With this she touched a spring, whereupon
the idol sunk behind the stone, and
exhibited a hideous face, painted on the
wall, with a wide mouth opening on
darkness.

Horror gave place to indignation.

"This is all very well, madam," said I;
"but if you are a lunatic, I am not bound
on that account to swallow poison, and to be
put out of sight like a posted letter."

"Resistance is useless," she said, drawing
forth a revolver and pointing it full in
my face. "This might hurt you, whereas
the vial causes no suffering whatever. You
had better choose the latter."

I had never realised till that moment
the feelings of Fair Rosamond.

"And when," she proceeded, "the
goddess grows impatient, the jaws of her
provider are more extended."

This was the fact, and I was inspired
with a sudden resolution. One road of
escape was obvious, and, in a fit of
desperation, I leaped into the open mouth, head-
foremost, like a harlequin.

Again a few moments of darkness, during
which I heard a shriek of female rage, and
when this had passed, I found myself in a
neat little study, looking at a slim gentleman
trimly dressed, and especially
remarkable for the perfect arrangement of
his hair. He seemed to be rather startled.

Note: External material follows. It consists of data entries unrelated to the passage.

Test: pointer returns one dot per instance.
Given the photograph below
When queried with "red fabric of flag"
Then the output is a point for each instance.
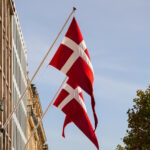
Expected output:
(72, 58)
(70, 101)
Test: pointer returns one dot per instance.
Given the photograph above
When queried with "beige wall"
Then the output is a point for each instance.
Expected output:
(6, 12)
(34, 112)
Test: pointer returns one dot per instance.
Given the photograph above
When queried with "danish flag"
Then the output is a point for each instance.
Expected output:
(70, 101)
(72, 58)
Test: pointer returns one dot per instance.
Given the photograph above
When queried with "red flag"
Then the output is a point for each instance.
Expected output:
(70, 101)
(72, 58)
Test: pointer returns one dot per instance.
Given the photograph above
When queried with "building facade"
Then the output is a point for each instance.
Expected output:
(19, 83)
(34, 113)
(6, 12)
(13, 81)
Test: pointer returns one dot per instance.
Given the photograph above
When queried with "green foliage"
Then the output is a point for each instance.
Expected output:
(138, 134)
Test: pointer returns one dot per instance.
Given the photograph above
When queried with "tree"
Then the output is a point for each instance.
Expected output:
(138, 134)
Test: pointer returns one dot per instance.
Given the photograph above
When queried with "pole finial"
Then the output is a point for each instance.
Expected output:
(74, 8)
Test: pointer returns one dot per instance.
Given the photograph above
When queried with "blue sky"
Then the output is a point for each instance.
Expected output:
(117, 34)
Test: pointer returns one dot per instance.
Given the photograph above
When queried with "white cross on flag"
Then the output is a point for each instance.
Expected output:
(70, 101)
(72, 58)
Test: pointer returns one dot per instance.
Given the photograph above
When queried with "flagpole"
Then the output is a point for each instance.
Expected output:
(38, 68)
(40, 120)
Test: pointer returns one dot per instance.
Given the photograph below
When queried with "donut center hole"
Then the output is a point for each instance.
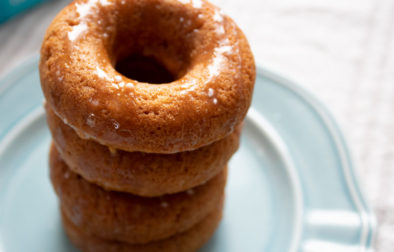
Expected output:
(144, 69)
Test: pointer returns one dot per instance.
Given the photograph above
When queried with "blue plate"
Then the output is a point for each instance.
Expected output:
(291, 185)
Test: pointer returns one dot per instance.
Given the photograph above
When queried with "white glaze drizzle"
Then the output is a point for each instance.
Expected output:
(195, 3)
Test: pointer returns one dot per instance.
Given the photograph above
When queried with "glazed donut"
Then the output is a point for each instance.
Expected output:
(190, 240)
(128, 218)
(206, 53)
(140, 173)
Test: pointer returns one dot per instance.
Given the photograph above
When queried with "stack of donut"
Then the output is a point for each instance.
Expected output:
(141, 166)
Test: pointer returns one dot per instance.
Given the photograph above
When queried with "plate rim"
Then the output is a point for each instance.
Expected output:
(367, 216)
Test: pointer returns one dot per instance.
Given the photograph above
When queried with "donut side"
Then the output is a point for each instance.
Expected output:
(209, 98)
(188, 241)
(139, 173)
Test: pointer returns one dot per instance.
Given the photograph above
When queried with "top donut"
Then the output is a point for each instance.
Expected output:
(205, 52)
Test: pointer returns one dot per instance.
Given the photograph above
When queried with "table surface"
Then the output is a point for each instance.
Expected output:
(341, 51)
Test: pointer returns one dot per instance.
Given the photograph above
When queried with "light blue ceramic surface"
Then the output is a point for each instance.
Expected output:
(292, 186)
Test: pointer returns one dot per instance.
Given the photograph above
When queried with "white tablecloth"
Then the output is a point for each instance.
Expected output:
(341, 51)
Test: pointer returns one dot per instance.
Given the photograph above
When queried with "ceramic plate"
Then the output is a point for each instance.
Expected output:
(291, 185)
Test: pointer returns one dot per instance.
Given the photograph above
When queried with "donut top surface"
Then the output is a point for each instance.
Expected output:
(203, 50)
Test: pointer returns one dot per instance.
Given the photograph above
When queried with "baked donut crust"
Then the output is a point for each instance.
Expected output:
(188, 241)
(204, 49)
(126, 217)
(140, 173)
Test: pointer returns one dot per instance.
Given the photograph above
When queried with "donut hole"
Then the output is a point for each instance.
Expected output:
(154, 43)
(144, 69)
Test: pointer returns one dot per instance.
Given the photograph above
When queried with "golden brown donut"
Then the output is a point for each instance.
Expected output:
(140, 173)
(204, 50)
(126, 217)
(188, 241)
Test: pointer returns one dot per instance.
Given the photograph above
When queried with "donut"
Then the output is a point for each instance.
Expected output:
(204, 51)
(128, 218)
(188, 241)
(143, 174)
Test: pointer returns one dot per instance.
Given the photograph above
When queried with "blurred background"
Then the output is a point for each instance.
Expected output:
(340, 51)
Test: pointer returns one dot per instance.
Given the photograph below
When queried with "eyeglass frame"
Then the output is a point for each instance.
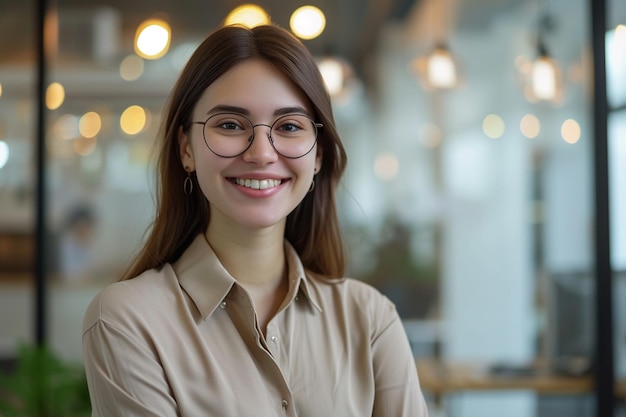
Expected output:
(316, 125)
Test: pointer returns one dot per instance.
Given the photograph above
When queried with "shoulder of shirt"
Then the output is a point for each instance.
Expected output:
(122, 302)
(350, 289)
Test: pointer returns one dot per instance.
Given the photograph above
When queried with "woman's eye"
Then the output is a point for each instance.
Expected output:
(230, 126)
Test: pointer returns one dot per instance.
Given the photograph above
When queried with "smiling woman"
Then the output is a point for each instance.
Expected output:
(239, 290)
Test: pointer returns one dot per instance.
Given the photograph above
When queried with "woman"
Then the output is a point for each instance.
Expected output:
(237, 305)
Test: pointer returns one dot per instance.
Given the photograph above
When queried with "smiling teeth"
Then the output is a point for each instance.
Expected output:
(257, 184)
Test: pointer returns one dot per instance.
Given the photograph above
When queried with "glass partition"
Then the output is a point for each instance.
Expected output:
(17, 178)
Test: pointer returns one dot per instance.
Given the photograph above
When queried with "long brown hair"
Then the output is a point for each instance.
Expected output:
(313, 227)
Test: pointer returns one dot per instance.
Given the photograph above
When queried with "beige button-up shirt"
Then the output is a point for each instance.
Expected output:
(183, 341)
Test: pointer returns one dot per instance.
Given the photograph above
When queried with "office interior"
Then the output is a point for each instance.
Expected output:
(470, 197)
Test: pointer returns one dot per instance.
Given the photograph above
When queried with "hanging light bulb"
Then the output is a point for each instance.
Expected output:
(545, 76)
(438, 69)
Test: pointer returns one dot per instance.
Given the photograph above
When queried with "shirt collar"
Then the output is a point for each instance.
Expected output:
(207, 282)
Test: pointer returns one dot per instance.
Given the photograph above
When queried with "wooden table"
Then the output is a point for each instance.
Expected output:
(440, 378)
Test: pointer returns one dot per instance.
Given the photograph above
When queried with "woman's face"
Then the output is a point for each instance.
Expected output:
(258, 188)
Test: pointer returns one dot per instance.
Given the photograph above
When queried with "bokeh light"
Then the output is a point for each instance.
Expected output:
(55, 96)
(493, 126)
(90, 124)
(4, 153)
(530, 126)
(249, 15)
(152, 39)
(570, 131)
(307, 22)
(133, 120)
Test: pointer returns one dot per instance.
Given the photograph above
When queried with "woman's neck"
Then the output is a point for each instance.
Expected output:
(255, 258)
(257, 261)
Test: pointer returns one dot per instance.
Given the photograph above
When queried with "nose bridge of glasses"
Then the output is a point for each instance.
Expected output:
(269, 127)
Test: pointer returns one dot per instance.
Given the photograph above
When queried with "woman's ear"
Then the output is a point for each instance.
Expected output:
(186, 150)
(318, 160)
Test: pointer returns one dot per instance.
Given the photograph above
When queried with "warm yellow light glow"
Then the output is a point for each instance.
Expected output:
(545, 79)
(430, 135)
(66, 127)
(133, 120)
(85, 146)
(386, 166)
(55, 96)
(570, 131)
(530, 126)
(90, 124)
(131, 68)
(152, 39)
(493, 126)
(437, 70)
(441, 71)
(620, 35)
(4, 153)
(249, 15)
(307, 22)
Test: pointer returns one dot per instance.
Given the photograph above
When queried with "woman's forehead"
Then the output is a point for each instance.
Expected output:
(255, 85)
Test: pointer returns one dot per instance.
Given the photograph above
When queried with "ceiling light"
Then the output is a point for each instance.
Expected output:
(438, 69)
(152, 39)
(249, 15)
(307, 22)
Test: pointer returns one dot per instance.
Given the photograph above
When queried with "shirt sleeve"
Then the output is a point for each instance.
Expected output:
(124, 376)
(398, 392)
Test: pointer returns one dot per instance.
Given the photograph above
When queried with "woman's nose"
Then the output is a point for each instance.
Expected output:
(261, 150)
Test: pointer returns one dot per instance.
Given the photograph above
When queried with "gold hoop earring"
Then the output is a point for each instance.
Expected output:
(188, 184)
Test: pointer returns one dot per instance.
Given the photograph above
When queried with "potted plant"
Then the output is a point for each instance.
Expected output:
(43, 385)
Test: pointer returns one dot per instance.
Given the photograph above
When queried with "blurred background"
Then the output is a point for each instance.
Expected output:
(469, 197)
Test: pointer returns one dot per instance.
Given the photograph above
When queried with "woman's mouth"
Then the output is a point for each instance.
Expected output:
(257, 184)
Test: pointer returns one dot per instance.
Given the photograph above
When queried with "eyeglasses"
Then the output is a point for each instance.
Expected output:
(230, 134)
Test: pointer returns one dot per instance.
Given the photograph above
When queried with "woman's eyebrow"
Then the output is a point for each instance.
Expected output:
(288, 110)
(227, 108)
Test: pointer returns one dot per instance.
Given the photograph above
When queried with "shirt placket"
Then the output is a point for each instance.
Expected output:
(268, 352)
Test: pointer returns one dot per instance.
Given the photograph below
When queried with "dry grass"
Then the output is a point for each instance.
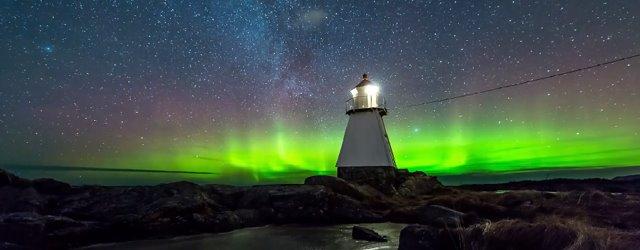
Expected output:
(545, 233)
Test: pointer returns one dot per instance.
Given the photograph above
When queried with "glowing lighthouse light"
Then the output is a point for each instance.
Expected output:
(365, 148)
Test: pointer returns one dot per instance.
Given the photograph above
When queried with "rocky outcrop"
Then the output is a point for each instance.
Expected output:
(363, 233)
(45, 212)
(418, 237)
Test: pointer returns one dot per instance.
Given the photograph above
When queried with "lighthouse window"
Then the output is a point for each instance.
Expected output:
(371, 90)
(354, 93)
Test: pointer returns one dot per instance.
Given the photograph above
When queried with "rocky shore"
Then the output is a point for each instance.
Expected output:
(46, 213)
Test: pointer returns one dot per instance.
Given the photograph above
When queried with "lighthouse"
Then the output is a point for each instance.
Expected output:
(366, 152)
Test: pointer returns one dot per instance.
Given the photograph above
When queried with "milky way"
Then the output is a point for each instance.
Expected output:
(258, 87)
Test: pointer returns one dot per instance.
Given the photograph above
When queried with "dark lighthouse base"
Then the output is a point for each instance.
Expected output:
(382, 178)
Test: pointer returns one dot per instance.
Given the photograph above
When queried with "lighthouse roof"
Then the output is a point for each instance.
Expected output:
(365, 81)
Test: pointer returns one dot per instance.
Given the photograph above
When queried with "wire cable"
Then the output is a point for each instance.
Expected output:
(525, 82)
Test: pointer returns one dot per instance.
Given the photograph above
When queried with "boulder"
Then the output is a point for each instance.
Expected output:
(381, 178)
(20, 199)
(335, 184)
(51, 186)
(433, 215)
(363, 233)
(436, 215)
(416, 184)
(415, 237)
(344, 209)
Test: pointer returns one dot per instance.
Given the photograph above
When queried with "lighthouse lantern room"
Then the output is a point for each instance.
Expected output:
(366, 151)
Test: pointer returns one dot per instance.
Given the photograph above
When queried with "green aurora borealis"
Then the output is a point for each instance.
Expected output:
(253, 91)
(491, 133)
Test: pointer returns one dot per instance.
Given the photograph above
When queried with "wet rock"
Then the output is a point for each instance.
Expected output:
(440, 216)
(336, 185)
(434, 215)
(416, 184)
(9, 179)
(51, 186)
(363, 233)
(20, 199)
(347, 210)
(415, 237)
(381, 178)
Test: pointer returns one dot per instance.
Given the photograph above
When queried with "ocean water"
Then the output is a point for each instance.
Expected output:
(286, 237)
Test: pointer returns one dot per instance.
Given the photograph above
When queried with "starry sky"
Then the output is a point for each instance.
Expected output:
(252, 90)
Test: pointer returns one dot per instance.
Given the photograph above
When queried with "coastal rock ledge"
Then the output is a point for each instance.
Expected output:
(46, 213)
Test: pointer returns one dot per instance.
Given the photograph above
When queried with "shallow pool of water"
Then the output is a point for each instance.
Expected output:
(286, 237)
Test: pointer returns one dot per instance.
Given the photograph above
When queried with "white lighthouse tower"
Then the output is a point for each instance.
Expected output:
(366, 151)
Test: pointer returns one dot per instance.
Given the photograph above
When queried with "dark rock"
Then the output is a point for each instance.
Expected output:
(433, 215)
(416, 184)
(635, 177)
(381, 178)
(19, 199)
(9, 179)
(415, 237)
(34, 230)
(336, 185)
(347, 210)
(440, 216)
(51, 186)
(363, 233)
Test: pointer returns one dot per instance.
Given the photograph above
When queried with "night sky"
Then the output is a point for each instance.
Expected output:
(256, 89)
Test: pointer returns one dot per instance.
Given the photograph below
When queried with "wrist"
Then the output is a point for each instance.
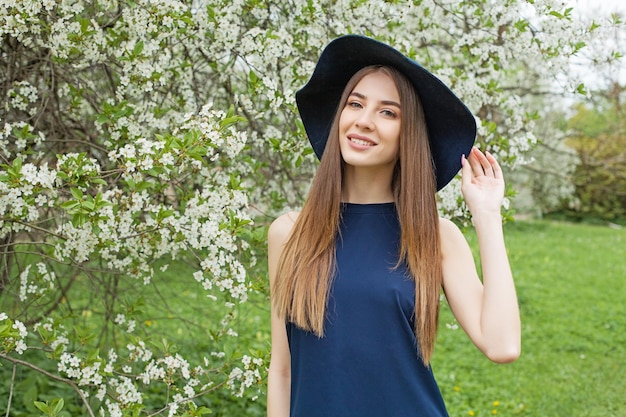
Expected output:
(486, 217)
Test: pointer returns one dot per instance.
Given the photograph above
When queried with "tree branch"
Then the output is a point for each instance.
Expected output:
(69, 382)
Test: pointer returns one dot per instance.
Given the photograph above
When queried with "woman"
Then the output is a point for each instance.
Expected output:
(356, 275)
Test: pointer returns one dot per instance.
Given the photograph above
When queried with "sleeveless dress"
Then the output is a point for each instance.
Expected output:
(367, 363)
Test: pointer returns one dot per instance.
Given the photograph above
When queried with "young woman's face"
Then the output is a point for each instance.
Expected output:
(369, 124)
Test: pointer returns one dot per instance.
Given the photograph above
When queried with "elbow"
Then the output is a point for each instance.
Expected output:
(504, 355)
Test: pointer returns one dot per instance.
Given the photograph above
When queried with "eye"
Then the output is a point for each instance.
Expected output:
(389, 113)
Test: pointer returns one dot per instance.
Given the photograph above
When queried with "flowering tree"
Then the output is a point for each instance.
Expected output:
(139, 135)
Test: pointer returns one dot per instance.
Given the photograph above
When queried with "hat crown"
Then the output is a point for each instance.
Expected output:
(451, 126)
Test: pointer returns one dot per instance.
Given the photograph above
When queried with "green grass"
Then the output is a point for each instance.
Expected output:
(570, 281)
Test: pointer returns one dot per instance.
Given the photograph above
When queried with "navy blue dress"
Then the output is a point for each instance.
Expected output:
(367, 363)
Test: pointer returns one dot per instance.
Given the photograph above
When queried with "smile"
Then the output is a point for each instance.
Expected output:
(361, 142)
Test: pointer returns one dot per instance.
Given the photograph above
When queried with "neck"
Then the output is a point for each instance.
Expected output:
(366, 186)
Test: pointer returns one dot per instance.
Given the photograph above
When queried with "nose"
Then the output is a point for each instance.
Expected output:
(365, 120)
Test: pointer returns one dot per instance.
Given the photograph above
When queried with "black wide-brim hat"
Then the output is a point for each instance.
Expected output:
(451, 126)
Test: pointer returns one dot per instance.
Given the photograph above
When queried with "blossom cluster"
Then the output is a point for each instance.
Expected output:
(137, 134)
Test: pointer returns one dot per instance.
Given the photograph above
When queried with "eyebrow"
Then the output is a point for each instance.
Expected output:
(385, 102)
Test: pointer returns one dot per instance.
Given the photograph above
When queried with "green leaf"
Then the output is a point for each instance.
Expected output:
(58, 405)
(43, 407)
(78, 194)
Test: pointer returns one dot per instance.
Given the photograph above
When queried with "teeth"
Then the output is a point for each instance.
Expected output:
(361, 142)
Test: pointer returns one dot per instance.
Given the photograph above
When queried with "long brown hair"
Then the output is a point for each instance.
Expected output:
(307, 263)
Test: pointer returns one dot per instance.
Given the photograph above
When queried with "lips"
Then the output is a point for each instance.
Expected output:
(361, 140)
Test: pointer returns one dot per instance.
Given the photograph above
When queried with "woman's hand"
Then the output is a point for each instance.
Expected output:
(482, 183)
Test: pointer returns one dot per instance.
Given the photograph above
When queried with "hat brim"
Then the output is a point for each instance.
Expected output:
(451, 126)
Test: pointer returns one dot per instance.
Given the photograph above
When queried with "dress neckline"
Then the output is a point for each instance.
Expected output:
(389, 207)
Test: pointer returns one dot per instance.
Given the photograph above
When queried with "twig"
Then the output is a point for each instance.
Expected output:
(11, 389)
(69, 382)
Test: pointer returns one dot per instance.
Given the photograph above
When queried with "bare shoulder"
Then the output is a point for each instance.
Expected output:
(281, 227)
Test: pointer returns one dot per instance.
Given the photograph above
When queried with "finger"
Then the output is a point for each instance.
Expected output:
(474, 160)
(466, 172)
(495, 166)
(484, 162)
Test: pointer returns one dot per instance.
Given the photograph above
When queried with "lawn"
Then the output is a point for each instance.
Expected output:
(570, 280)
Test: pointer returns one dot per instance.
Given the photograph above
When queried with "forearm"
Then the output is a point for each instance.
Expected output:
(278, 394)
(500, 319)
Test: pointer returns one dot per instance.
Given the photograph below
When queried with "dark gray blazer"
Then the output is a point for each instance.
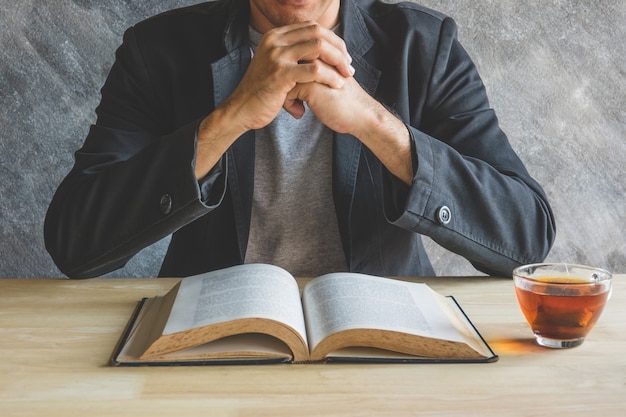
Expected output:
(133, 182)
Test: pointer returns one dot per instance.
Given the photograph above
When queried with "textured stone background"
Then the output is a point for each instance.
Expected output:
(555, 72)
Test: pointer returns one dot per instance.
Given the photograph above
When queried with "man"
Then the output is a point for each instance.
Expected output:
(318, 135)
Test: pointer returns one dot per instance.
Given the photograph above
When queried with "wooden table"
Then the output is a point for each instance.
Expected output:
(56, 337)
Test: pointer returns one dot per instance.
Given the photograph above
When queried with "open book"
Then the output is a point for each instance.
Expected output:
(256, 313)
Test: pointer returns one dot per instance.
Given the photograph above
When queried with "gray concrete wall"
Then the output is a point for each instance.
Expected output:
(555, 71)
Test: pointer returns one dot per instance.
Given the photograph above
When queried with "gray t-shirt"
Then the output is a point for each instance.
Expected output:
(293, 222)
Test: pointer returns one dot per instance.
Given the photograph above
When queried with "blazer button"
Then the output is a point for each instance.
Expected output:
(166, 204)
(444, 215)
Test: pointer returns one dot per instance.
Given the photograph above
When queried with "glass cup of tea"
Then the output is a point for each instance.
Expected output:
(561, 302)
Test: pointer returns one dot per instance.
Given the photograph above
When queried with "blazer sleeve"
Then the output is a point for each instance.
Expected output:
(470, 193)
(132, 184)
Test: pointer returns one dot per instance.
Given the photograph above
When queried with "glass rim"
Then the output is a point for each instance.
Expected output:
(604, 275)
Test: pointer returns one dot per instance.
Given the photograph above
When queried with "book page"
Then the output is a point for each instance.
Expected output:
(343, 301)
(244, 291)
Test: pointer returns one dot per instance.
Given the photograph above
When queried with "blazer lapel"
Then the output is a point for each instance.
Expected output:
(227, 73)
(346, 148)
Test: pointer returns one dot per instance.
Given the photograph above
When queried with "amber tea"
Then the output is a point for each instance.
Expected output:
(561, 309)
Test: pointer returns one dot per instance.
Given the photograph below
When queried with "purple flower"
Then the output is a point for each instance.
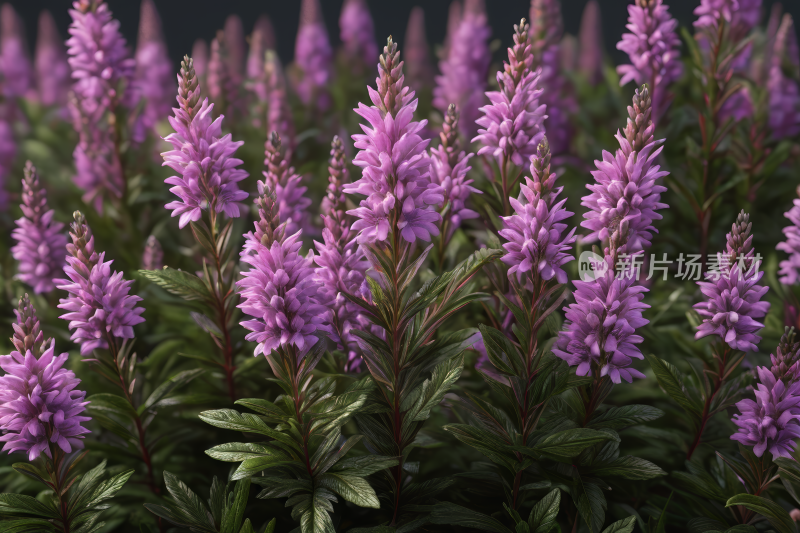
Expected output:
(600, 333)
(40, 406)
(449, 167)
(15, 63)
(52, 69)
(419, 70)
(513, 122)
(98, 307)
(313, 57)
(287, 184)
(770, 422)
(395, 177)
(590, 35)
(358, 32)
(625, 188)
(153, 256)
(203, 157)
(653, 47)
(282, 293)
(40, 241)
(465, 69)
(546, 32)
(790, 268)
(732, 293)
(153, 79)
(537, 246)
(782, 83)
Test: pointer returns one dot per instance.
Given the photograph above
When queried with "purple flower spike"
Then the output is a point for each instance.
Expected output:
(449, 167)
(203, 157)
(790, 268)
(770, 423)
(782, 83)
(40, 406)
(625, 188)
(153, 79)
(513, 124)
(40, 240)
(313, 57)
(600, 335)
(358, 32)
(537, 246)
(283, 295)
(419, 70)
(287, 184)
(653, 47)
(546, 32)
(590, 36)
(465, 69)
(733, 295)
(52, 69)
(98, 307)
(15, 63)
(395, 177)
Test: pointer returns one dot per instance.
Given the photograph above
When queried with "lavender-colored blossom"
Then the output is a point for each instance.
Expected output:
(770, 423)
(600, 333)
(52, 69)
(653, 47)
(153, 256)
(40, 405)
(537, 246)
(513, 124)
(782, 84)
(15, 63)
(590, 35)
(449, 168)
(625, 188)
(465, 69)
(313, 57)
(419, 70)
(790, 268)
(40, 240)
(358, 32)
(282, 293)
(395, 176)
(545, 33)
(203, 157)
(153, 80)
(98, 306)
(287, 184)
(733, 296)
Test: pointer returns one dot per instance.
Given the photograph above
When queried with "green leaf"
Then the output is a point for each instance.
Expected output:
(625, 525)
(628, 467)
(177, 282)
(671, 380)
(625, 416)
(543, 515)
(456, 515)
(774, 513)
(353, 489)
(572, 442)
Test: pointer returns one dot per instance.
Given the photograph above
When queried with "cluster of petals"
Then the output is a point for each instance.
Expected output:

"Well, James," he said, "you need not
have taken me unawares like this. I did
not so much as hear you knock."

My name is not James; but rejoiced as
I was to find myself in a room where the
image of Bowanee was not part of the
furniture, I did not deem it expedient to
correct the error. Indeed I was beginning to
stammer out an apology, when he
fortunately prevented me by saying, quickly:

"No matterno matter. I am only too
happy to show you the successful result of
my little experiments."

I expressed, in turn, my happiness at the
proposed instruction; he proceeded thus:

"The greatest discoveries in practical
science often, as you are aware, have a
comparatively childish beginning. The
steam-engine itself was, in its earliest form,
a toy; and it was by means of a boy's kite
that Franklin drew the electric spark from
the clouds. I have devoted myself to
bubbles. You smile," I had done nothing of
the sort, "I do not refer to those hollow
commercial enterprises which are
stigmatised by that name, but to bonâ fide
bubbles such as urchins are in the habit of
blowing from an ordinary tobacco-pipe.
Just watch me now."

So saying, he dipped the bowl of an
ordinary pipe into a small basin of fluid,
and, with evident exertion, blew a fair
round bubble, which, when detached, rested
upon the table.

"Just touch that," he said.

I did so: the bubble did not burst, but
was as firm as if it had been made of glass.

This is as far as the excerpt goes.